Nine in ten small firms are "seriously concerned" about the Bill

However, business groups are worried about the impact of these reforms on small firms. Tina McKenzie, policy chair at the Federation of Small Businesses (FSB), said: "More than nine in ten small employers are already seriously concerned about this Bill, and the 28 new measures here have not yet been improved during the legislative process. The clock is now ticking, and without listening to proposals from business to improve these reforms, the changes simply add complexity and risk to new hiring and existing employment."

"It's a lot for small employers to take in - from changes to Statutory Sick Pay (SSP), unfair dismissal and how zero hours contracts work - and they don't have HR teams to help them navigate the complex changes." Tina McKenzie, FSB policy chair.
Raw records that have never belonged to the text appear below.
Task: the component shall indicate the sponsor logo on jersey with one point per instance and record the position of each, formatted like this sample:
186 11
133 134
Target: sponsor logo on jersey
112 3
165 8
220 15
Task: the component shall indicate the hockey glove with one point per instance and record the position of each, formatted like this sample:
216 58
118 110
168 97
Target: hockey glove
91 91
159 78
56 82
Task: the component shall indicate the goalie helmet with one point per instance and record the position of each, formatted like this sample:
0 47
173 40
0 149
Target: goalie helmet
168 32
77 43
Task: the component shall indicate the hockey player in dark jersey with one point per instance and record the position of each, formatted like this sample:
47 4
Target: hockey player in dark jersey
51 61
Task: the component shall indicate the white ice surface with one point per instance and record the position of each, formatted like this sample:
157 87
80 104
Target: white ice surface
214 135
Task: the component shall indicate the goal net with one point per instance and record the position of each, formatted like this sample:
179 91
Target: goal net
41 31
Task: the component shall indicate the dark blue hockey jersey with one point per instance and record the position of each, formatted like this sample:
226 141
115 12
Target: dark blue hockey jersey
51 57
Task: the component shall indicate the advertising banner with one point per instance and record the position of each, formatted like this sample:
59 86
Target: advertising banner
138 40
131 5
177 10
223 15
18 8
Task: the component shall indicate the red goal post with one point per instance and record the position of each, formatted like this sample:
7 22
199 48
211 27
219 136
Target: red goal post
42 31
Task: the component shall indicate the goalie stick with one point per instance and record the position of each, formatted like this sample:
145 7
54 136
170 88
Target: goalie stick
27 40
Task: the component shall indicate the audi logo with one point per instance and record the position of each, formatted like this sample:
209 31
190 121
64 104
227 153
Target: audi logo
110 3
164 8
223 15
Some of the measures have been delayed. "Putting plans to expand unfair dismissal from day one back to the tail end of this whole process shows the government realises just how complicated and difficult it is," said Tina McKenzie. "But there's no two ways about it; all it's going to do is make small employers more reluctant to recruit and fearful of being open to vexatious claims. It will also open up a tribunal system already at breaking point to a flood of spurious cases."

Impact assessment

The Association of Professional Staffing Companies (APSCo) is calling for a "robust impact assessment" ahead of the Employment Rights Bill moving to Royal Assent.

Tania Bowers, global public policy director at APSCo, said: "It's clear that the government has encountered far greater resistance to the Bill from the Lords and business departments than it had anticipated, so we are glad that there is now some additional breathing room. There is an understandable and correct concern in the professional recruitment market that implementing such a significant reform of employment rights without the full understanding of the impact it will have on business growth and the UK's economic strength simply cannot happen."

A better way to deal with employment disputes

The Federation of Small Businesses has suggested a better way to deal with workplace disputes. Tina McKenzie said: "Small employers want to do the right thing, and crucially, they want to grow. Taking someone on must not mean risking a tribunal claim from day one, with the pressure to settle despite doing nothing wrong, or face two years of expense and worry. Of course, existing protections against unfair dismissal on day one, including for protected characteristics, are and must remain, non-negotiable.

"A practical way forward would be creating a dedicated route outside the tribunal system, handled by the new Fair Work Agency that will now launch next Spring. This would give employees a place to raise concerns while protecting small firms from being pushed into legal action before probation is even complete.

Changes to Statutory Sickness Pay

The new timetable also confirms the date for larger SSP payments to come in, in April next year. This, said, McKenzie, "makes the coming Autumn Budget the key moment to bring in a rebate for small employers, allowing them to manage rising costs and easing the pressure when staff need to take time off when they're sick".

According to the FSB, sickness absences cost an average small employer more than £3,500 per year, or £5 billion across the economy, and this will undoubtedly rise from next April.